She drew applause from traditional rulers among other guests and her school, coming into the limelight with her, stole the show when they marched ahead of the last school in the marathon queue, the Kongo Senior High School. Cheers from spectators soared as the school took its turn to salute the dignitaries who stood on a dais with the Nabdam District Chief Executive, Agnes Anamoo, to observe the procession.
“I’m actually the only female teacher at the school for now. I’ve been in Ghana for a year. It’s nice to see the whole district mingle together to see what the children are doing. It’s an honour to be part of it. Next time, I would like to have much time for rehearsal. They told me kind of late,” she told Starr News after the parade.

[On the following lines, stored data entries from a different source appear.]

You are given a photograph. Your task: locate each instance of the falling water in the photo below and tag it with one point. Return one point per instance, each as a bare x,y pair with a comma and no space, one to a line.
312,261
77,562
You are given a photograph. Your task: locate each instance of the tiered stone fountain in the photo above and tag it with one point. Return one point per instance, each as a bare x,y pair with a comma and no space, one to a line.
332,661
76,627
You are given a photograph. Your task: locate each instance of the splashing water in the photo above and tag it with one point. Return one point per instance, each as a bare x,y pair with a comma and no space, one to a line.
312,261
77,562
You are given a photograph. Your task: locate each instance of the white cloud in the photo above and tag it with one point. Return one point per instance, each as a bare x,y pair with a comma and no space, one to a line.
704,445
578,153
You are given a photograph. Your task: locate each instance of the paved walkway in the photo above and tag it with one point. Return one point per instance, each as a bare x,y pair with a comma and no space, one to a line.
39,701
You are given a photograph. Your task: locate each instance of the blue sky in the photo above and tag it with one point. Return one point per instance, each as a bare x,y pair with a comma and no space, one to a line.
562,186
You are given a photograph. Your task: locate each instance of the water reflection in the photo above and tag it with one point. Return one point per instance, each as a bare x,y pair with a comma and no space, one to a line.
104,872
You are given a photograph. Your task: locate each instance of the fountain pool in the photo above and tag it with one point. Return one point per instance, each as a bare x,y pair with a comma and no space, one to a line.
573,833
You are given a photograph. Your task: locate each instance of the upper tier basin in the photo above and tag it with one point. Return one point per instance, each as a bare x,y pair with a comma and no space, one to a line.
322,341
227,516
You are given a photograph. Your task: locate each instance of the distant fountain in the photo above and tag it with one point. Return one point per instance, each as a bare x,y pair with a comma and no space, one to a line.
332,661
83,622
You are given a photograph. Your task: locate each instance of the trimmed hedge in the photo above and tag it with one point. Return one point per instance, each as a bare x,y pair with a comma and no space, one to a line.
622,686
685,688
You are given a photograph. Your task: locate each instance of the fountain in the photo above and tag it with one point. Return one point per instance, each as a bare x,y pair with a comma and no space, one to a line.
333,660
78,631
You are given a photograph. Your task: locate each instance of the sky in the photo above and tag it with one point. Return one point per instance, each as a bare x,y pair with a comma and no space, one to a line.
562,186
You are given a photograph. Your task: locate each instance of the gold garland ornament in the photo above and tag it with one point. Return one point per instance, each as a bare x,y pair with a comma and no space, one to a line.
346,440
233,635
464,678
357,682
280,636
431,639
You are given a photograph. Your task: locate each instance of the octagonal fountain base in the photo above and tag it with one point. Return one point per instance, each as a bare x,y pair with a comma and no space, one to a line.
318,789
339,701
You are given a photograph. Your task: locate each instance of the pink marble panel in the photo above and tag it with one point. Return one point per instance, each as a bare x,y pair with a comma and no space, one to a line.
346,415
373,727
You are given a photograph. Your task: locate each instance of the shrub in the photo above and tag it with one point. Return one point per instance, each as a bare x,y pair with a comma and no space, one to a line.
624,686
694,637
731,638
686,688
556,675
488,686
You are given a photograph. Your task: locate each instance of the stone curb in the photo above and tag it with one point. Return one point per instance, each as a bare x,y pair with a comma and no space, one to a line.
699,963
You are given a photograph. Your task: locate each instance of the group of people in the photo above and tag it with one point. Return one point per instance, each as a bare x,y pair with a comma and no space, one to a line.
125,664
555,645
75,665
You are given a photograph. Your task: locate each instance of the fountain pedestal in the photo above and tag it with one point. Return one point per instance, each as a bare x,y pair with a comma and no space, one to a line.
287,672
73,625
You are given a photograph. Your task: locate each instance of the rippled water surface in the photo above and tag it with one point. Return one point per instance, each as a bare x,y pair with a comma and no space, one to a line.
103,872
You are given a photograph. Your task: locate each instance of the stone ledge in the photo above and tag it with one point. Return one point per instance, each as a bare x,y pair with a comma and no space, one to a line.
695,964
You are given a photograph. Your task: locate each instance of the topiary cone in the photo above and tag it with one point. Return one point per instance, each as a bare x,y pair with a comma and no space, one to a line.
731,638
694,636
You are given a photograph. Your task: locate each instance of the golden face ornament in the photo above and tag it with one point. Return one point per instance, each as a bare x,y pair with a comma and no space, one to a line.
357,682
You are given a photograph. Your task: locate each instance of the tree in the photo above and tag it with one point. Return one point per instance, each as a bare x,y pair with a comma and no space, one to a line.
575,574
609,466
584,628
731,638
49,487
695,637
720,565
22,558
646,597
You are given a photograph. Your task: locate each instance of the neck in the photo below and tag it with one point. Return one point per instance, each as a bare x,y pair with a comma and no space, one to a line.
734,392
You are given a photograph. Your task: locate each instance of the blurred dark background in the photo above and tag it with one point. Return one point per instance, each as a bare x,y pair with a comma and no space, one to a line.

Diana Wurzer is probably the first white expatriate worker to take part in an Independence Day march-past in the history of that part of the country. The widely admired Peace Corps volunteer came to the parade ground already given a third name in the local Nabt language, “Zebremah”, by the people of Zanlerigu, the community the school is sited. That additional name means “an ancestress”.
School cries for dorm, office
The Zanlerigu SHS was established as the number of basic school leavers in the community grew with a pressing need to provide a senior high school within their reach.
It has remained stuck in a spare classroom block borrowed from the Zanlerigu Junior High in 2017. Students from afar are being housed in a makeshift dormitory donated by the Catholic Church Christian Mothers, according to the headmaster, Dominic Zuure. The school has only two sets of computers which were donated just this week by Nyeya Yen, a popular rural development advocate and native of the community.
“Upon a lot of consultations, the community had a bigger land size donated for the purpose of establishing the school as a permanent structure. We are working hard to get the documentation of that land through the district assembly so that in future, when we increase the intake, we’ll be able to house them in terms of classroom, dormitories and so on.
“Basically, we haven’t got a permanent classroom block. And once the community has got a land, we intend to carry out the building of a classroom block, a dormitory and an office structure for the teaching staff so that we can continue with the work. That’s what we have as an immediate need,” the school’s Board Chairman, Martin Dittoh, told the media at the disappointing fund-raising durbar.
We must not remain Beggars— DCE charges citizens
Agnes Anamoo, who is credited with introducing an early childhood centre at Zanlerigu as a teacher long before she became a District Chief Executive, was so let down about the fund-raising turnout that she laid bare her unhappy feelings to the press.
“I’m not happy because I thought all would have come out. We have 21 women groups, 7 youths and male groups in the community. It’s disappointing. We lost one of our young men. I think it has caused the crowd not being big. There will be a homecoming. We’ll give letters out for all to be here. People will support,” she said.
Tuesday’s celebration of Ghana’s 61 years of independence from colonial control in Nabdam saw the DCE speak strongly to the national theme for the event: “Putting Ghana Beyond Aid”.
“We want to build a Ghana that would properly manage its own resources as a way to bring about the desired social and economic growth to its people. We do not want to remain beggars of the world nor charity dependants.
“Old habits— such as absenteeism, lateness, laziness, dishonesty and unproductive use of working hours— must be broken. This calls for attitudinal change to our ways of doing things and that, once we change ourselves, there is no limit to what we can do. We must draw a stronger linkage between responsibility and growing opportunities,” she stressed.